The output above shows that [the class imbalance test](https://docs.validmind.ai/tests/data_validation/ClassImbalance.html) did not pass according to the value we set for `min_percent_threshold`.

To address this issue, we'll re-run the test on some processed data. In this case let's apply a very simple rebalancing technique to the dataset:

In [None]:
import pandas as pd

raw_copy_df = raw_df.sample(frac=1)  # Create a copy of the raw dataset

# Create a balanced dataset with the same number of exited and not exited customers
exited_df = raw_copy_df.loc[raw_copy_df["Exited"] == 1]
not_exited_df = raw_copy_df.loc[raw_copy_df["Exited"] == 0].sample(n=exited_df.shape[0])

balanced_raw_df = pd.concat([exited_df, not_exited_df])
balanced_raw_df = balanced_raw_df.sample(frac=1, random_state=42)

With this new balanced dataset, you can re-run the individual test to see if it now passes the class imbalance test requirement.

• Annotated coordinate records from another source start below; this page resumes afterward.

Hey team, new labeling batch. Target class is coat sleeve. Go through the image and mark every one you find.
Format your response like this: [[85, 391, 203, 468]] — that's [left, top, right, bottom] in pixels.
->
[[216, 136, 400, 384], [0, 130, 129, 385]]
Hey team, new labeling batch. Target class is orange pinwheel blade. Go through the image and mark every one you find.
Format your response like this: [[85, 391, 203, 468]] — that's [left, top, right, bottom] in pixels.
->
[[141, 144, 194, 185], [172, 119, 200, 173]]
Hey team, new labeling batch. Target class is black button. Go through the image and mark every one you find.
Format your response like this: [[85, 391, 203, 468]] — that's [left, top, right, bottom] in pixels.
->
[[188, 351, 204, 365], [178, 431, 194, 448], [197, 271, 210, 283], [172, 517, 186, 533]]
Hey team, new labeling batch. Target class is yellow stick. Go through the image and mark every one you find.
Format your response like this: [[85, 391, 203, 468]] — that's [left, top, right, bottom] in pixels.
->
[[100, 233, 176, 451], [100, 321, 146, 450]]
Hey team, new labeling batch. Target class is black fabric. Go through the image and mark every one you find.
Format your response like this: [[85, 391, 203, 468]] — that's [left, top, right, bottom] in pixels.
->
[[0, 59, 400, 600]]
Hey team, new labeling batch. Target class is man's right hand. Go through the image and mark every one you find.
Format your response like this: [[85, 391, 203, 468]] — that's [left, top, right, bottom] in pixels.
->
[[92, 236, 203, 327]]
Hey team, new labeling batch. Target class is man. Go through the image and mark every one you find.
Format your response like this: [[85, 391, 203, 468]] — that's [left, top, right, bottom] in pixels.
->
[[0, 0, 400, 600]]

As this is technically a different dataset, **remember to first initialize a new ValidMind `Dataset` object** to pass in as input as required by `run_test()`:

In [None]:
# Register new data and now 'balanced_raw_dataset' is the new dataset object of interest
vm_balanced_raw_dataset = vm.init_dataset(
    dataset=balanced_raw_df,
    input_id="balanced_raw_dataset",
    target_column="Exited",
)

In [None]:
# Pass the initialized `balanced_raw_dataset` as input into the test run
result = vm.tests.run_test(
    test_id="validmind.data_validation.ClassImbalance",
    inputs={"dataset": vm_balanced_raw_dataset},
    params={"min_percent_threshold": 30},
)